Martha Gellhorn
The writer Martha Gellhorn has long fascinated me.
She was the third wife of Ernest Hemingway. Their turbulent relationship inspired a recent HBO film, Hemingway and Gellhorn, with Clive Owen as Hemingway and Nicole Kidman as Gellhorn. Both were war correspondents as well as novelists. Gellhorn could out-macho Hemingway, which, as you can imagine, didn't please him. They were married for only five years.
I mention Hemingway to get your attention, but I assure you Gellhorn is remarkable writer in her own right.
She dropped out of Bryn Mawr in 1927 to become a journalist, moved to Europe, and became involved in the Pacifist movement. She wrote about the Depression, the Spanish Civil War, World War II, and the Vietnam War.
She also wrote political fiction.
I prefer novels to novellas, but you won't be surprised to learn that I started with whatever I could find. At Jackson Street Booksellers in Omaha, I picked up a copy of The Novellas of Martha Gellhorn, which includes four collections, The Trouble I've Seen, For Better For Worse, Pretty Tales for Tired People, and The Weather in Africa.
Her detailed, realistic novellas are shaped and filtered through the eye of a perspicacious reporter who doesn't have to resort to the sentimentality and histrionics that sometimes debase journalism. Her fiction is based on her reportage and travels, but her style is fluid, literary, and subtle. She is able to capture vividly the psychological strengths and strategies by which people survived the Depression and wars: they focus on one detail at a time.
I don't read novellas the way I read novels. When I don't have the luxury of settling down with a novel-length story, I have to take breaks to get perspective. I am reading this more slowly than I would read a novel.
The Trouble I've Seen, the first collection in this volume, consists of four novellas about the Depression published in 1936, based on Gellhorn's reporting for the White House as an investigator for the Federal Emergency Relief Administration.
The first novella, Mrs. Maddison Makes Both Ends Meet, is the best in The Trouble I've Seen. The heroine, Mrs. Maddison, a dauntless woman in her sixties who lives in a shack by the Mississippi, prefers to work, but she is on Relief. She scrapes, begs, and forages for whatever she can get, because her feckless daughter, Tennessee, whose husband is unemployed, and sickly granddaughter, Tiny, need food. Her son, Alec, and his slatternly wife are also doing poorly. Mrs. Cahill, the social worker, scolds her for not buying new shoes for herself. But this is the Depression, and Mrs. Maddison does what she believes is best.

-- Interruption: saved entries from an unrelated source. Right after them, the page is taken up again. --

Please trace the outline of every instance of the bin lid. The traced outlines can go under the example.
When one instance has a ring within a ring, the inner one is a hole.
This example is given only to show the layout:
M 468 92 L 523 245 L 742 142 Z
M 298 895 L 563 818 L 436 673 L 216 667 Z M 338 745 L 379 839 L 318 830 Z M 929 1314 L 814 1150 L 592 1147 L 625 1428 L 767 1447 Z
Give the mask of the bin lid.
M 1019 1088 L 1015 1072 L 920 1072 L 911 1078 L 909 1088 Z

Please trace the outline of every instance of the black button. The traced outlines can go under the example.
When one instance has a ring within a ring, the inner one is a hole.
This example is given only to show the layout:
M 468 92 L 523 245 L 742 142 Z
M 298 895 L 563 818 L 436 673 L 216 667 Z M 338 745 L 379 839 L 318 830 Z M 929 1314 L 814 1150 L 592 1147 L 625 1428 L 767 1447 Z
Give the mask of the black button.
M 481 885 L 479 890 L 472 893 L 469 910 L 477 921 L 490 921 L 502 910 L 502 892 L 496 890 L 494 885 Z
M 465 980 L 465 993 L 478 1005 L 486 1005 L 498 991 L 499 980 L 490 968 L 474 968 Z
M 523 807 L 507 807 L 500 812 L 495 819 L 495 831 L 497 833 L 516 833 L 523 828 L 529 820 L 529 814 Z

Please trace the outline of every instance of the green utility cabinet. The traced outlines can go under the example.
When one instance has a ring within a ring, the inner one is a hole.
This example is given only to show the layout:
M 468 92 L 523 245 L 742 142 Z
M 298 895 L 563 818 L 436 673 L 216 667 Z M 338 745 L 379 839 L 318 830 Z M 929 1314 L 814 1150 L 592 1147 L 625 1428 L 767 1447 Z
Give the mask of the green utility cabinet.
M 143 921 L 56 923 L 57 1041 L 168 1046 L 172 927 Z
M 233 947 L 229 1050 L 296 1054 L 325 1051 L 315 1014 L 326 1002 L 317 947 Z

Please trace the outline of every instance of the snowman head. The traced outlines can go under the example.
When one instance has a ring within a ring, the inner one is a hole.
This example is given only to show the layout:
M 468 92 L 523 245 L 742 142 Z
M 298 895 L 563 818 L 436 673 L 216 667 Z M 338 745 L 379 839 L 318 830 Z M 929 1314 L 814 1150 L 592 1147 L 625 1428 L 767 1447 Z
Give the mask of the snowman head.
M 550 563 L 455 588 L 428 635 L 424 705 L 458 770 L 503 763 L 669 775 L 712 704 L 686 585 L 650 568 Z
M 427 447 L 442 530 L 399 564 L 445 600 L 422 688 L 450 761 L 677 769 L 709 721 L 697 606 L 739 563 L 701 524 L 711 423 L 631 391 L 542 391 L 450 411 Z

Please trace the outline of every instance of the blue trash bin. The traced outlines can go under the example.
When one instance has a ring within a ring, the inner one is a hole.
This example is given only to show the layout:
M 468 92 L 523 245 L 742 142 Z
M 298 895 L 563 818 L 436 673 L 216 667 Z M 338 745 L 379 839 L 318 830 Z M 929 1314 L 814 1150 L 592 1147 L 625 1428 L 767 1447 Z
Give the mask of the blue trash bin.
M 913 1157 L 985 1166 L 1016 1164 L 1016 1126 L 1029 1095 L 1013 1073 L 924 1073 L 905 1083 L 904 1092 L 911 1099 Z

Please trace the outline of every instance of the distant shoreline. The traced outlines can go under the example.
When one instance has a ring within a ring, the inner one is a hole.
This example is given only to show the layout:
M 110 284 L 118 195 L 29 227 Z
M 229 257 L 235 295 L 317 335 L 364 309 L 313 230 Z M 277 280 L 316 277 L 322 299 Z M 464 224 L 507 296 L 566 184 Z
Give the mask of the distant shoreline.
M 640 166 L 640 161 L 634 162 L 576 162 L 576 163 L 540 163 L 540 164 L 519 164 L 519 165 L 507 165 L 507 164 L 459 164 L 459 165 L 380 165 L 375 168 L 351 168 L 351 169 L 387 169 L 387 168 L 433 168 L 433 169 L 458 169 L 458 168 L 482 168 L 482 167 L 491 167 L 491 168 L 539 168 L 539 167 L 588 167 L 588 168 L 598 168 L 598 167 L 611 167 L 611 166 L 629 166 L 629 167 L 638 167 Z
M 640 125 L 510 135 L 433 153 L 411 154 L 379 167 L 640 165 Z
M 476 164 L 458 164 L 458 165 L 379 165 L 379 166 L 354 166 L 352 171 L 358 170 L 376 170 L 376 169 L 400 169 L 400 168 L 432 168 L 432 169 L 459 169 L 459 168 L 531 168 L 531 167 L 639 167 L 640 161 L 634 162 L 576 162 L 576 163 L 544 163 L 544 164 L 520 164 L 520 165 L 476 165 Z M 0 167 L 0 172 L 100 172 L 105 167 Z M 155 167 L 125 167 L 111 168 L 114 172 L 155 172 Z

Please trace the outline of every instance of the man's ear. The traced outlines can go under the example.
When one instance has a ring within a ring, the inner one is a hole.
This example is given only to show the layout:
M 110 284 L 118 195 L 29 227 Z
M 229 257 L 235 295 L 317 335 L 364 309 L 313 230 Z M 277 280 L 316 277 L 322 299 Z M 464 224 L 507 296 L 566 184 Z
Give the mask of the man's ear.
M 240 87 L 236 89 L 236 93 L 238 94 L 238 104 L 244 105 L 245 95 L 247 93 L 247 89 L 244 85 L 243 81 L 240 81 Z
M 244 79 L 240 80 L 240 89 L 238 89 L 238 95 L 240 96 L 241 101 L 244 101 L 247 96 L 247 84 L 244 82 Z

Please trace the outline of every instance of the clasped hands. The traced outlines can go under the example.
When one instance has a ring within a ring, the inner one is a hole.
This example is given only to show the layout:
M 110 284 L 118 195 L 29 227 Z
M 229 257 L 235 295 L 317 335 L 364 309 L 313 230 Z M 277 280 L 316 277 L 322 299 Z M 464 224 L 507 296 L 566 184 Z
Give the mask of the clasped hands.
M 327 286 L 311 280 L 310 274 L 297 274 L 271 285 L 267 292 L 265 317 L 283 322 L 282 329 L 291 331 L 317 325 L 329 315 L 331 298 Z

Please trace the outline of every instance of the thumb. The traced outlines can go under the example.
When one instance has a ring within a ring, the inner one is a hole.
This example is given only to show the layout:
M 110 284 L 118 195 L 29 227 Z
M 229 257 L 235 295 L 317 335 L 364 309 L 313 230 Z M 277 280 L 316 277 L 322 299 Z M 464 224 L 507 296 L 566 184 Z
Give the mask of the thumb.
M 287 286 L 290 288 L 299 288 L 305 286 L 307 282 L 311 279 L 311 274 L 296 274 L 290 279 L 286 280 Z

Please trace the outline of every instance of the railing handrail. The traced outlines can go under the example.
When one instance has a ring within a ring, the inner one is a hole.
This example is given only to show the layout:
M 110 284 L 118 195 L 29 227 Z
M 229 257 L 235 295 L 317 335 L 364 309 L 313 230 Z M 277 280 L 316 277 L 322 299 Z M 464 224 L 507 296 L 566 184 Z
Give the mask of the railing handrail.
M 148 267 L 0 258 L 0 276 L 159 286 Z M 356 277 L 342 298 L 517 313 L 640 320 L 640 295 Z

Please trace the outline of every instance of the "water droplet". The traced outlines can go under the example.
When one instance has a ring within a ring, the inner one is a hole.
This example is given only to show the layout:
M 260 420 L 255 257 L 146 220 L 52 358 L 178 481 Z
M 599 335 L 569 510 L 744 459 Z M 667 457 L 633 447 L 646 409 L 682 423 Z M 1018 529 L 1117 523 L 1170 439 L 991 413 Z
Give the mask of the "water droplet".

When Mrs. Maddison goes to the Relief Office to see what the giveaways are–it turns out to be women's nightgowns–she is dressed like any matron going out to play bridge.
…Everything was very clean, very stiff, her shoes had been whitened and she had borrowed paint from one of the fishermen to rim the soles and worn heels. She got her hat on finally, deciding that straight across her forehead it looked most dignified. Peering and rising on one foot, she put her rouge on somehow; two carnation-red circles over the soft wrinkly skin. She almost never made this effort; she almost never looked so trim and certain, so easy with herself and the world. She was going up-town to beg."
Although Mrs. Maddison does what she can, and arranges a good if hard life on a government farm for her indolent son, his wife, and herself neither of the young people has her persistence. It will he her children who bring her down, if she goes down.
In Joe and Pete, a union is destroyed during the Depression by a factory owner who hires scabs during a strike. Joe, the union organizer, is loved and respected, but the men gradually come to hate him because they can't find work. Pete, a slow, believes absolutely in him, but at 37 finds he is already considered obsolete in a competitive workplace. He can't find work.
The other two are good, too, but sorry, I'm not really reviewing this so I'll leave them for you to read.
I'm looking forward to reading her journalism.